Non credo. Mi sembra appunto che stiano mollando in tanti perché non girano più soldi. Ma c’è anche chi rilancia. “Groovejet” di Spiller, master ed edizioni, se la sta comprando Simon Dunmore di Defected. A loro servirà per andare avanti con i loro progetti tra cui Glitterbox.
Già Defected. Nei primi anni 2000 mi dicevano che era vecchia. Ma loro sono ancora lì. Anche con i loro party, in cui coinvolgono dj come Purple Disco Machine, che non è mica British… forse l’idea del gruppo è davvero vincente. E qui in Italia non l’abbiamo mai voluta mettere in campo.
Ad esempio, non c’era certo tutto questo “gruppo” in Media Records, dove ogni artista lavorava per sé. E non mi sembra di vederla in tante realtà italiane del clubbing o della discografia. E’ un problema.
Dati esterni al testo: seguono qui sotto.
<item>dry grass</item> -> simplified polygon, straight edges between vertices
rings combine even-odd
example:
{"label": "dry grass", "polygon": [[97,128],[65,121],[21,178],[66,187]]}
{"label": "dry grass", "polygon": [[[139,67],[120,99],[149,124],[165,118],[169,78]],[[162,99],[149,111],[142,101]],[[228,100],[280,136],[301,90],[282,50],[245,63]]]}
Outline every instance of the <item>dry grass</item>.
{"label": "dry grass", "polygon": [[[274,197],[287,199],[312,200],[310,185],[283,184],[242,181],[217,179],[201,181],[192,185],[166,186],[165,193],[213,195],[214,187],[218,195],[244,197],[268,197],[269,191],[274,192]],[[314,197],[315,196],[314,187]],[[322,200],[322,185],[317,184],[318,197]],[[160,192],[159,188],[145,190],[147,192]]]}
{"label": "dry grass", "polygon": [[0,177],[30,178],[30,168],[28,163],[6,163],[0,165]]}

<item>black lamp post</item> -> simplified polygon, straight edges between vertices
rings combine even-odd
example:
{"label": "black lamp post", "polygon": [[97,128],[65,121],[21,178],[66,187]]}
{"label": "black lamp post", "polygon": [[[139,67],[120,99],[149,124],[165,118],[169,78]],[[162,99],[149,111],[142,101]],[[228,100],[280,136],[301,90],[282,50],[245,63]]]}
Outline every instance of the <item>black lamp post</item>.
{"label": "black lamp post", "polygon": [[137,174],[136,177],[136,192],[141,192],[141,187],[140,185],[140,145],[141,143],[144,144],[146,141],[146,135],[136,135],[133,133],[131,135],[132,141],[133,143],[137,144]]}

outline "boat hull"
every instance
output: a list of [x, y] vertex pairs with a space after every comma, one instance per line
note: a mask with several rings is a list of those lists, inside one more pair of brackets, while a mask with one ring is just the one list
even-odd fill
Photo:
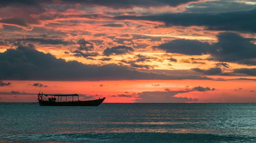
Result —
[[38, 100], [40, 106], [97, 106], [105, 99], [105, 98], [93, 100], [70, 101], [70, 102], [52, 102]]

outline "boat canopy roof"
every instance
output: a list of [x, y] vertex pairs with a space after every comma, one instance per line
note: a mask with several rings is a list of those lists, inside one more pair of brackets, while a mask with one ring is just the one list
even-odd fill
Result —
[[77, 94], [42, 94], [42, 93], [39, 93], [38, 94], [38, 95], [44, 95], [46, 96], [78, 96], [79, 95]]

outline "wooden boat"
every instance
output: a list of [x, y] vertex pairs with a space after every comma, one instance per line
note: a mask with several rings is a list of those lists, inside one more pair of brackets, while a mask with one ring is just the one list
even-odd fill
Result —
[[[67, 101], [67, 97], [72, 96], [72, 101]], [[74, 101], [74, 97], [77, 97], [77, 100]], [[97, 106], [100, 104], [105, 99], [105, 97], [99, 99], [80, 101], [78, 94], [38, 94], [37, 95], [39, 105], [40, 106]], [[62, 101], [62, 97], [66, 97], [66, 101]], [[47, 99], [47, 98], [49, 97]], [[56, 101], [56, 97], [57, 100]]]

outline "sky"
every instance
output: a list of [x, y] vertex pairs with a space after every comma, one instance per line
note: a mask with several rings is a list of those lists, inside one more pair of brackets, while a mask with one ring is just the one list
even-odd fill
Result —
[[256, 102], [256, 2], [0, 1], [0, 102]]

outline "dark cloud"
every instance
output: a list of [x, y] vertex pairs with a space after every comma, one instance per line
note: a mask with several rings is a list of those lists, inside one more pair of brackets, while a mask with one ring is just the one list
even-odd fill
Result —
[[180, 93], [187, 93], [190, 91], [178, 91], [167, 92], [143, 92], [138, 93], [135, 102], [140, 103], [185, 103], [195, 102], [197, 99], [186, 97], [176, 97], [175, 95]]
[[[228, 32], [221, 33], [217, 37], [219, 41], [211, 45], [197, 40], [177, 39], [155, 48], [167, 52], [188, 55], [209, 53], [211, 58], [208, 60], [256, 65], [256, 54], [254, 54], [256, 53], [256, 45], [251, 42], [253, 39], [244, 38], [237, 33]], [[225, 63], [217, 64], [217, 66], [227, 66]]]
[[80, 45], [80, 50], [91, 51], [93, 49], [93, 44], [86, 41], [84, 39], [80, 39], [77, 41], [77, 44]]
[[112, 60], [112, 59], [109, 58], [102, 58], [102, 59], [100, 59], [99, 60], [100, 61], [109, 61]]
[[220, 68], [212, 68], [208, 70], [201, 70], [199, 68], [192, 69], [193, 71], [201, 72], [206, 75], [216, 75], [222, 73], [221, 69]]
[[11, 84], [10, 82], [5, 83], [2, 80], [0, 80], [0, 87], [7, 86]]
[[248, 1], [210, 1], [204, 3], [192, 3], [186, 7], [186, 12], [191, 13], [224, 12], [244, 10], [255, 8]]
[[112, 54], [125, 54], [130, 53], [133, 51], [134, 51], [134, 49], [132, 47], [121, 45], [113, 47], [110, 48], [106, 48], [106, 49], [104, 50], [103, 53], [105, 55], [109, 56]]
[[68, 44], [74, 44], [72, 42], [69, 42], [65, 41], [62, 39], [44, 39], [44, 38], [27, 38], [24, 39], [17, 39], [19, 41], [29, 41], [39, 42], [41, 44], [51, 44], [51, 45], [58, 45], [62, 44], [67, 45]]
[[105, 27], [122, 27], [124, 26], [123, 24], [107, 24], [101, 25], [101, 26], [105, 26]]
[[117, 19], [145, 20], [162, 21], [166, 26], [205, 26], [210, 30], [256, 32], [256, 9], [216, 13], [182, 13], [158, 15], [123, 15]]
[[116, 64], [85, 65], [66, 62], [36, 50], [18, 46], [0, 53], [0, 79], [12, 80], [209, 79], [198, 76], [177, 76], [138, 71]]
[[[195, 88], [193, 88], [191, 91], [199, 91], [199, 92], [206, 92], [206, 91], [209, 91], [210, 90], [211, 90], [211, 89], [208, 87], [203, 88], [203, 87], [201, 87], [200, 86], [198, 86], [198, 87], [195, 87]], [[214, 90], [215, 90], [215, 89], [213, 88], [211, 90], [214, 91]]]
[[[110, 7], [113, 8], [129, 8], [134, 7], [150, 7], [154, 6], [177, 6], [182, 4], [186, 4], [190, 2], [197, 1], [196, 0], [137, 0], [137, 1], [100, 1], [100, 0], [62, 0], [67, 4], [80, 4], [86, 5], [100, 5], [104, 7]], [[1, 1], [1, 3], [4, 5], [27, 5], [29, 6], [37, 6], [40, 4], [54, 4], [54, 1], [51, 0], [26, 0], [26, 1]]]
[[246, 74], [248, 75], [256, 76], [256, 68], [235, 69], [234, 69], [234, 72]]
[[[252, 39], [244, 38], [234, 33], [222, 33], [218, 35], [219, 42], [214, 44], [209, 52], [214, 59], [223, 62], [241, 61], [255, 59], [256, 45]], [[254, 60], [254, 64], [256, 61]]]

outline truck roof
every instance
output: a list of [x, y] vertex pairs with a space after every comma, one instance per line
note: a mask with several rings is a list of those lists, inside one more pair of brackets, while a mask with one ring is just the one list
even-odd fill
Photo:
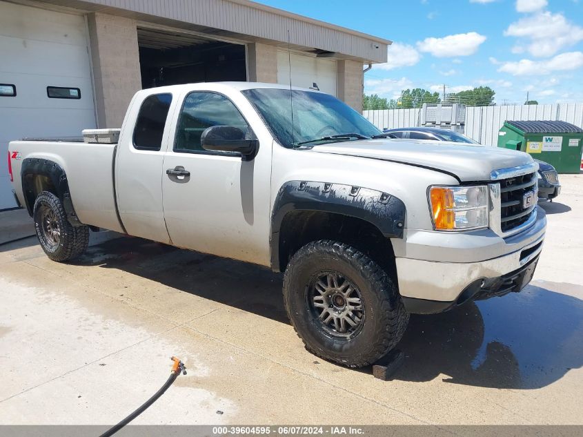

Abbiamo bisogno di metterci insieme, come sanno fare certe realtà estere.
Faccio un esempio concreto.
La prima bozza di “Point of View” la creò un ragazzo che suonava in un gruppo punk. Mettendo insieme un certo groove, le chitarre… creammo un brano che piaceva alla ragazze perché un po’ malinconico.
Tutto nacque, come sempre nella musica, da un gruppo di persone che stava bene e si voleva bene. La musica di successo nasce sempre così…
Il mio obiettivo, in questa nuova avventura con Jaywork è creare un’atmosfera di questo tipo.